Memorable could be one way of describing their vacation. And not just for the Davis family.
“We still talk about it until this day,” says Mike McHale, seemingly still amazed. McHale is a former Sea Isle City mayor and was a lieutenant on the Sea Isle City Beach Patrol that summer. “Just amazing,” he adds, shaking his head while thinking back to the day.
What made their visit to Sea Isle City so memorable happened on Tuesday, Aug. 1. It was just before noon on a warm and sunny day with brisk west winds and temperatures in the high 80s. All in all, a pretty nice beach day. The family headed for the beach from their campsite offshore. They parked the station wagon along Landis Avenue at 2nd Street, just south of the Strathmere/Upper Township border, at about 11:45am. Their choice was an unguarded beach about a mile from the closest protected beach, which in 1972 was at 29th Street.
Seven-year-old Shari, the only girl among the Davis children, would rush to the water’s edge with two of her older brothers who were fascinated by a surf fisher working the water’s edge. This, while Shirley and Ronald prepared their 3-month-old son at the car for his first visit to the beach.
We’ve all heard it described … or worse, experienced it ourselves. It happens in the blink of an eye. A child disappears. You’re not sure where, or how. It just happens – and all too quickly. This was the case with Shari as her brothers ran back to the car. Did she wander off? If so, which direction? Or could someone have taken her from the sparsely populated beach? It was impossible to know for sure. Another possibility: Shari was last seen holding her inflated red and blue raft. Could she have gone into the ocean with the raft?
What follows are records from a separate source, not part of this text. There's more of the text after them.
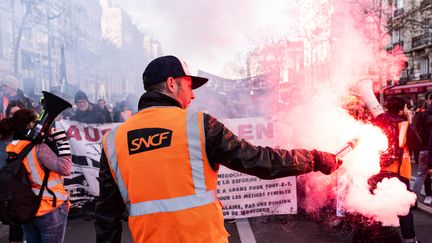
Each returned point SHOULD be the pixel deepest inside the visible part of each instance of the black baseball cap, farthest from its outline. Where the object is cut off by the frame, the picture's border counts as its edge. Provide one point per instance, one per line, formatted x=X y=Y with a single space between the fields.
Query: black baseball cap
x=161 y=68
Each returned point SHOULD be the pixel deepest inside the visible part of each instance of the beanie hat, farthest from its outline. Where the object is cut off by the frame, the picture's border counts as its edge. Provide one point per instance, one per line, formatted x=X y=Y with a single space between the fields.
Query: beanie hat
x=11 y=82
x=80 y=95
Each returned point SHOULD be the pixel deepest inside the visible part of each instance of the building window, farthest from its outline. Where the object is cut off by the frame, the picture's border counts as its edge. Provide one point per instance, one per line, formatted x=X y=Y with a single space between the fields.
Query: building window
x=399 y=4
x=427 y=26
x=397 y=36
x=424 y=65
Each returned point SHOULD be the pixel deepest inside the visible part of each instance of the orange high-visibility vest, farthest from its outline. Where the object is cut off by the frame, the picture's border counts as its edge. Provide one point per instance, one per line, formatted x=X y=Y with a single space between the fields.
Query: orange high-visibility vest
x=158 y=160
x=402 y=168
x=126 y=114
x=36 y=175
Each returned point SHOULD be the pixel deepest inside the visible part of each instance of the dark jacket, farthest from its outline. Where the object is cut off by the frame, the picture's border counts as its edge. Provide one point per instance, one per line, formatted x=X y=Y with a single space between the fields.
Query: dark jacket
x=106 y=114
x=222 y=148
x=424 y=127
x=92 y=115
x=28 y=103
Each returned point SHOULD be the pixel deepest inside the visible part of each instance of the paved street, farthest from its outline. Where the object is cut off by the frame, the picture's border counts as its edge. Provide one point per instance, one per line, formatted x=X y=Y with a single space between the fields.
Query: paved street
x=299 y=228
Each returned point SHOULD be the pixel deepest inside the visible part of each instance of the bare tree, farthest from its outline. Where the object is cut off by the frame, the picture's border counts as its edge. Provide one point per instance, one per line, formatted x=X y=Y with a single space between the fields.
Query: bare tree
x=26 y=14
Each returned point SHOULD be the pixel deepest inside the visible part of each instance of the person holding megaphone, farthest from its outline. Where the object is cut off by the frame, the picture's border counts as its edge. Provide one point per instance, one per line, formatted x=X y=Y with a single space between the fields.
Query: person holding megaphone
x=42 y=157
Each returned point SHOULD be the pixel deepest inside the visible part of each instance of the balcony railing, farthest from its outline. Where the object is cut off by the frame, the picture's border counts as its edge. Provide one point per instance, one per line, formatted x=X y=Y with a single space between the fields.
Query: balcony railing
x=421 y=40
x=398 y=12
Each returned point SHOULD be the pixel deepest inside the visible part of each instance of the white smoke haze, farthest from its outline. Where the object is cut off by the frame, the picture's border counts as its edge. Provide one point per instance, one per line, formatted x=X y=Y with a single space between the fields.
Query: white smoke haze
x=211 y=34
x=319 y=122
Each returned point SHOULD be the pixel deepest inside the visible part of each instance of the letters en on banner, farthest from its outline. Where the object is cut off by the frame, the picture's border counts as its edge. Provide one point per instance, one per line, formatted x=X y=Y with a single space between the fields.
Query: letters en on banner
x=241 y=195
x=248 y=196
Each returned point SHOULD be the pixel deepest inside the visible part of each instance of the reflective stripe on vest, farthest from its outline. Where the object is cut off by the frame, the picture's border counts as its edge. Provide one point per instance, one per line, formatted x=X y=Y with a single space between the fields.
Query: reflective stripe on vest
x=59 y=196
x=201 y=196
x=112 y=158
x=31 y=162
x=37 y=180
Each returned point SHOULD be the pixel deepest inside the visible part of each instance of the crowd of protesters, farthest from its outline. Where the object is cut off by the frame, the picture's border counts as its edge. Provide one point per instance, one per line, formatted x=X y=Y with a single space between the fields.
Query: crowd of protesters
x=18 y=113
x=101 y=111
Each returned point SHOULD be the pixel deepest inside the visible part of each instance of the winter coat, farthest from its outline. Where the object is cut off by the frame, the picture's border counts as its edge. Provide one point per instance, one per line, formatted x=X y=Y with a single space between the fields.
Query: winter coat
x=222 y=148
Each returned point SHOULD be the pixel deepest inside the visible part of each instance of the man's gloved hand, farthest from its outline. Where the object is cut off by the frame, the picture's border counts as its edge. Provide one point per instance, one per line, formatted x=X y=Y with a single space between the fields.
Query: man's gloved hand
x=325 y=162
x=60 y=138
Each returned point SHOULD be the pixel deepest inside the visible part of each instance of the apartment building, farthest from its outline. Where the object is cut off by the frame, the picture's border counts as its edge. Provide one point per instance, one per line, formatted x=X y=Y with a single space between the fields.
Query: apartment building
x=63 y=45
x=412 y=20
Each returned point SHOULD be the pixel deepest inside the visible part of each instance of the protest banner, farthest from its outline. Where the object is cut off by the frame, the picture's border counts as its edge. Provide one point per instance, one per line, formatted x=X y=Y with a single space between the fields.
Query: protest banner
x=241 y=195
x=248 y=196
x=86 y=147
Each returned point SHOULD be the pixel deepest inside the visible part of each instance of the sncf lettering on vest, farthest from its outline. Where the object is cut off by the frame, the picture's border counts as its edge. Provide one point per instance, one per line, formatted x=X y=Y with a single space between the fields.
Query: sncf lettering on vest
x=146 y=139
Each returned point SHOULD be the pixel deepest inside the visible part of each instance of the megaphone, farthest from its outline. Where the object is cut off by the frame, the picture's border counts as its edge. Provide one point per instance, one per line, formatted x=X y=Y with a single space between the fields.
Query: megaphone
x=364 y=90
x=52 y=106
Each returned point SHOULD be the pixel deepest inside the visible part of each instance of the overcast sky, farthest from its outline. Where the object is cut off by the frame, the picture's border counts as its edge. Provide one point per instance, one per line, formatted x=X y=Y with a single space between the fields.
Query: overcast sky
x=209 y=35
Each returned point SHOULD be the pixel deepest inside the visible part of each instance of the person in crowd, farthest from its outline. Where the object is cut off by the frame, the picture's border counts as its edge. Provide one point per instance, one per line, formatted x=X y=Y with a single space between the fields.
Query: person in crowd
x=15 y=231
x=49 y=224
x=123 y=112
x=423 y=123
x=102 y=107
x=394 y=162
x=13 y=106
x=10 y=90
x=86 y=112
x=162 y=164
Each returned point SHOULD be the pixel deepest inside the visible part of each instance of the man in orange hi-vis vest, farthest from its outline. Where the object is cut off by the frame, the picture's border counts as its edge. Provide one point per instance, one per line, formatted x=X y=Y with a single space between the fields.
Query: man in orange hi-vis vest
x=162 y=164
x=394 y=162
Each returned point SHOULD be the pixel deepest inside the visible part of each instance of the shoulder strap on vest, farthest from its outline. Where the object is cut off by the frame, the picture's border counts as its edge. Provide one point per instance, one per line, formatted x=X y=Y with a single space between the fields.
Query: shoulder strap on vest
x=20 y=158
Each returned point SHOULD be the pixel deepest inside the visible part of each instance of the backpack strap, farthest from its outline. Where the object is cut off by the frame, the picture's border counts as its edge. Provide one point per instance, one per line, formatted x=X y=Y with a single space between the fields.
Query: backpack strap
x=45 y=185
x=20 y=157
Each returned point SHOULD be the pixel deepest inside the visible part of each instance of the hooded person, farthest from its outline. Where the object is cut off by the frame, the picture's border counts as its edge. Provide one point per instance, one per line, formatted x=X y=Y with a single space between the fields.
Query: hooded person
x=162 y=164
x=86 y=112
x=10 y=90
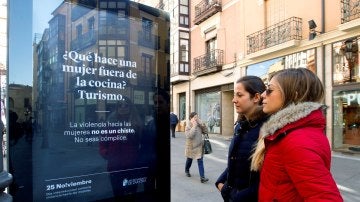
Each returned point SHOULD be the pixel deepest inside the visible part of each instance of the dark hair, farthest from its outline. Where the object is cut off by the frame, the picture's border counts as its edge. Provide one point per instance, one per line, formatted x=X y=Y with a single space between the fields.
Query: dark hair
x=252 y=84
x=299 y=85
x=192 y=114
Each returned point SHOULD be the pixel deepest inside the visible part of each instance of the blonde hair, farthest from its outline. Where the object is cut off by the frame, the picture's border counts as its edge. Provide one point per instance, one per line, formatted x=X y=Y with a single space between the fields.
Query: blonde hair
x=297 y=86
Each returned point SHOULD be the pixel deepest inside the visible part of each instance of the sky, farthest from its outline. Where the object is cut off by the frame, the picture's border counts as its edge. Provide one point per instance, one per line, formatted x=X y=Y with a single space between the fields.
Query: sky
x=22 y=26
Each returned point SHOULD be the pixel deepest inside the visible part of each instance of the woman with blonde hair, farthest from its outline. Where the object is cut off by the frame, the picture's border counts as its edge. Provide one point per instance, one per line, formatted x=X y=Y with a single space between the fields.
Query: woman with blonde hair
x=293 y=154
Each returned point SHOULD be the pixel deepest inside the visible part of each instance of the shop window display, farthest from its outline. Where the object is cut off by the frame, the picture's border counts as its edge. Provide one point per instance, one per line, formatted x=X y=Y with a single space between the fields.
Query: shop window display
x=347 y=120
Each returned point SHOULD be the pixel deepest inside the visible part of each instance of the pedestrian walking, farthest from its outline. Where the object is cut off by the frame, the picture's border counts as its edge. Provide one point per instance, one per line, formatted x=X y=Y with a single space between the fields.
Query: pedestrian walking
x=293 y=153
x=194 y=145
x=237 y=182
x=173 y=122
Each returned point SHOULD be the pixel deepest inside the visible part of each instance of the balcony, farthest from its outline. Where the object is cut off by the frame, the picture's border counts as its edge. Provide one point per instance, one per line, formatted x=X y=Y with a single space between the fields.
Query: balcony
x=146 y=39
x=205 y=9
x=84 y=41
x=287 y=30
x=350 y=10
x=209 y=63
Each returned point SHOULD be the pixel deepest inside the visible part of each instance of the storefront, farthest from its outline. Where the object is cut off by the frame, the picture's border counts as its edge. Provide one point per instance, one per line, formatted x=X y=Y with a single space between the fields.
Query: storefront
x=346 y=95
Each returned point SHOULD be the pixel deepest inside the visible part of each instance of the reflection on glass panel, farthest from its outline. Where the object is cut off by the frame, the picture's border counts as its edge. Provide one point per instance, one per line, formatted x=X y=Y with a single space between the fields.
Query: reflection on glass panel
x=84 y=127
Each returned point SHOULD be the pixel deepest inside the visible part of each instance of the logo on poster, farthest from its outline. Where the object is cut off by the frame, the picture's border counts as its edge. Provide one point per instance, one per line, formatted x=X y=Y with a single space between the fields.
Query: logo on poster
x=351 y=97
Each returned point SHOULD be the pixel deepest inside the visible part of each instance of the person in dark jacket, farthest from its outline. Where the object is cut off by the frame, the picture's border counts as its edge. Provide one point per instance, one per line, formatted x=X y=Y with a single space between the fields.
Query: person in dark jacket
x=237 y=182
x=173 y=122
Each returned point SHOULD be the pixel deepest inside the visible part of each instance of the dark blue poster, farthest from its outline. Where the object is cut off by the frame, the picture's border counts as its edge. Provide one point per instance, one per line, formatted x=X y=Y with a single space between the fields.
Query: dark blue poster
x=84 y=109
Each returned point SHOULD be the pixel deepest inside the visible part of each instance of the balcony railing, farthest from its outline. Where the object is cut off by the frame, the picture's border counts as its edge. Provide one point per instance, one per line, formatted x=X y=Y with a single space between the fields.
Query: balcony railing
x=350 y=10
x=148 y=40
x=84 y=41
x=290 y=29
x=206 y=9
x=208 y=63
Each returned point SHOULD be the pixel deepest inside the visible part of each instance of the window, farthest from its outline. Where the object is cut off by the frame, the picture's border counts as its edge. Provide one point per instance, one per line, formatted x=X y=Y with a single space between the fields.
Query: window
x=184 y=13
x=346 y=61
x=146 y=63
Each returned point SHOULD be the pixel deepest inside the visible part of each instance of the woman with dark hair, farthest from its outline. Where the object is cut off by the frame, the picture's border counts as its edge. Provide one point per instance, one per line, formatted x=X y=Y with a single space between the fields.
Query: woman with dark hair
x=194 y=145
x=237 y=182
x=293 y=154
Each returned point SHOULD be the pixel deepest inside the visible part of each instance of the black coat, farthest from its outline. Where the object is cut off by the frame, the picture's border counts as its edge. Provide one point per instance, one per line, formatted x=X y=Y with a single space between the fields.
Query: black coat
x=240 y=184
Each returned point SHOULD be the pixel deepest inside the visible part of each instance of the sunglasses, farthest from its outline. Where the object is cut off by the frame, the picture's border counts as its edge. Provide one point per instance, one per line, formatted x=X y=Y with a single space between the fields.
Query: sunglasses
x=268 y=91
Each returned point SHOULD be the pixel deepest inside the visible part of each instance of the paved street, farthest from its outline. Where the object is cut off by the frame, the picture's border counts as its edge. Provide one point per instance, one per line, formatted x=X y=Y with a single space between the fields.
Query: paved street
x=345 y=169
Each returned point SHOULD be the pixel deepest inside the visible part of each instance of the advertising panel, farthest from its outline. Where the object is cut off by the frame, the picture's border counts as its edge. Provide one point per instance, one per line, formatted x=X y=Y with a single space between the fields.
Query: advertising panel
x=84 y=109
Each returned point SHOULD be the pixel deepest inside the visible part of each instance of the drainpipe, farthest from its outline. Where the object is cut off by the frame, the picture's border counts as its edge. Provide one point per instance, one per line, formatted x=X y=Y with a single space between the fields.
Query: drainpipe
x=5 y=177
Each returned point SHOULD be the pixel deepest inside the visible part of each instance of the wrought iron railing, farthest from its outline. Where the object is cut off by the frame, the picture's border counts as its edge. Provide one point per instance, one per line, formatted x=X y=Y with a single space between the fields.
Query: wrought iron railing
x=350 y=10
x=149 y=40
x=209 y=62
x=83 y=41
x=206 y=9
x=290 y=29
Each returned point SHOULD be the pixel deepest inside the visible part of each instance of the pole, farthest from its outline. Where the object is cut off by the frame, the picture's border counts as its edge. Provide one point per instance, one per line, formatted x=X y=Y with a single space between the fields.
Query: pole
x=5 y=177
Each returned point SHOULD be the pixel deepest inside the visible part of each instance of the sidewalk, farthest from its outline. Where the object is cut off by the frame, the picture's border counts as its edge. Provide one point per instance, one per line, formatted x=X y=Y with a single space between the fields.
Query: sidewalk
x=345 y=169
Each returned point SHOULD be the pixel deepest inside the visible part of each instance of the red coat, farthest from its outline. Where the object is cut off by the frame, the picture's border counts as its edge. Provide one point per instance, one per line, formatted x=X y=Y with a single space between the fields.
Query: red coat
x=297 y=160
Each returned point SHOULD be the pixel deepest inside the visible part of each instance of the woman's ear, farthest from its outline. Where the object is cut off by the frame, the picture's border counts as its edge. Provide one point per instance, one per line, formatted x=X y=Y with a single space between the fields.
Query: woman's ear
x=257 y=98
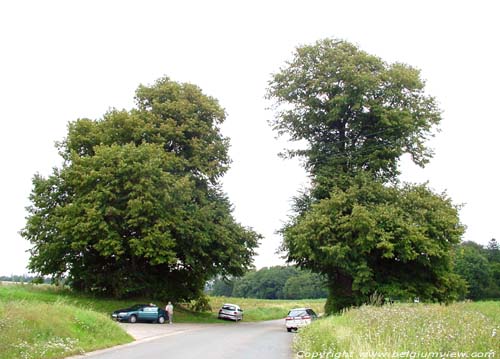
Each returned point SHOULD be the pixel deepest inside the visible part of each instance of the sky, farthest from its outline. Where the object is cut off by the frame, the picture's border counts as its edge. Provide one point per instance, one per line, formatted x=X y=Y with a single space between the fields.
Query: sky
x=64 y=60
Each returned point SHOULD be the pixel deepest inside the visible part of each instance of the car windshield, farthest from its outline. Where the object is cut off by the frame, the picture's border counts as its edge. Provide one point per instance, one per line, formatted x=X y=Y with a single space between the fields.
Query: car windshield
x=297 y=313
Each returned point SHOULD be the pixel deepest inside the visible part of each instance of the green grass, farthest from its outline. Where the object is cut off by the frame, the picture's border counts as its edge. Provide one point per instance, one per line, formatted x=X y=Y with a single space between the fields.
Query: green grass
x=405 y=331
x=44 y=321
x=34 y=329
x=254 y=309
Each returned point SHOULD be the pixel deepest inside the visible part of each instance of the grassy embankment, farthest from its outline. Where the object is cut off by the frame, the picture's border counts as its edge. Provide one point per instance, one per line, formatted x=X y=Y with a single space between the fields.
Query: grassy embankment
x=405 y=331
x=41 y=321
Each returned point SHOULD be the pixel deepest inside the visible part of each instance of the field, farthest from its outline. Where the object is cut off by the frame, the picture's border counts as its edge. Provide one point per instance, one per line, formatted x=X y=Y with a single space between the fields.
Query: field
x=43 y=321
x=461 y=330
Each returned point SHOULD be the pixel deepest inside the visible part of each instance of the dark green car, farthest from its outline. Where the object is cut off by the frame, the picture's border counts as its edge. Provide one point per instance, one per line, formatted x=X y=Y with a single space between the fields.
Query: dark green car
x=141 y=313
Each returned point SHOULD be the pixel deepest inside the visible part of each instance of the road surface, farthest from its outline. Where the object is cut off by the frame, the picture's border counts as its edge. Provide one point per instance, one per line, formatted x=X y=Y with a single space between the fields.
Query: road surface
x=208 y=341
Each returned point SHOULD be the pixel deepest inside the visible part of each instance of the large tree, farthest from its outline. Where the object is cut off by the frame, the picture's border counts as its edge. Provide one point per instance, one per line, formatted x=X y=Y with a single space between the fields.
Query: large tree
x=136 y=208
x=353 y=116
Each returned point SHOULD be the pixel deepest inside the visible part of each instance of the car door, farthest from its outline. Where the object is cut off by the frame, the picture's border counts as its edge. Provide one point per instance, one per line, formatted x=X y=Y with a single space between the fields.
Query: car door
x=148 y=314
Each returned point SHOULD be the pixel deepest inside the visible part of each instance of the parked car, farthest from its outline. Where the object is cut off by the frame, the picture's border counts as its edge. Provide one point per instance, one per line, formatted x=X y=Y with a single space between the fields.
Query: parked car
x=141 y=313
x=230 y=311
x=299 y=317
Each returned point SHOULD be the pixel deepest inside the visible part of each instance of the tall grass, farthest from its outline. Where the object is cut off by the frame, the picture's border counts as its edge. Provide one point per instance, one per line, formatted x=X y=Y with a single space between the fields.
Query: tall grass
x=33 y=329
x=405 y=330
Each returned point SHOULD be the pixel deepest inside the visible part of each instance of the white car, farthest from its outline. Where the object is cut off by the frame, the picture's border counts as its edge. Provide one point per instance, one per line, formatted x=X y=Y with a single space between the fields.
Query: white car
x=299 y=317
x=230 y=311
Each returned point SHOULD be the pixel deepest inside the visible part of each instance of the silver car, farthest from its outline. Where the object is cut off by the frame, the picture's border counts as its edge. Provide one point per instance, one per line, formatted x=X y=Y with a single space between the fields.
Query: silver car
x=230 y=311
x=299 y=317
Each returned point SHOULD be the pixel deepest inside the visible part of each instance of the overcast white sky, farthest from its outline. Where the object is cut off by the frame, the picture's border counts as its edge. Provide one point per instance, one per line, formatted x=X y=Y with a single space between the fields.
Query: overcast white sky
x=62 y=60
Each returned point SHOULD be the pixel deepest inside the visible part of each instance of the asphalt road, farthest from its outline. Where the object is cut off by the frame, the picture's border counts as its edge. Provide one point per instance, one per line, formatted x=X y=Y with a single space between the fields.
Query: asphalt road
x=208 y=341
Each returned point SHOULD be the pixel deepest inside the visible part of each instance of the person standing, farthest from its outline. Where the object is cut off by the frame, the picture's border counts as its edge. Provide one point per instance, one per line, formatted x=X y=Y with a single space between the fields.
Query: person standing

The family immediately began combing the beaches.
“Everyone pitched in,” recalls Shirley Davis, whose husband of 59 years died in 2020.
Over the course of the day, some of the boys in the Davis family would develop leg cramps from the long, unending walks looking and calling Shari’s name.
The family search would be simply the start of a seven-hour odyssey that Shirley remembers only as “torturous” in a recent interview with Sea Isle Times.
The Davis family didn’t wait long to enlist the help of the Sea Isle City Beach Patrol, SIC Police Department, New Jersey Marine Police, and finally calling in the U.S. Coast Guard, which maintained a seasonal station in the Townsend’s Inlet section of Sea Isle along with its air station at the southern tip of the county in Cape May. After all, Shari had carried her raft to the shoreline. Perhaps she had floated off on her raft.
“We had guards looking out for her immediately,” remembers Bill Gallagher, captain of the beach patrol back in 1972. “We had guards along the beach and several boats in the ocean as well. Lost children were a common occurrence on the beach. The intense duration of a seven-hour search was not common.”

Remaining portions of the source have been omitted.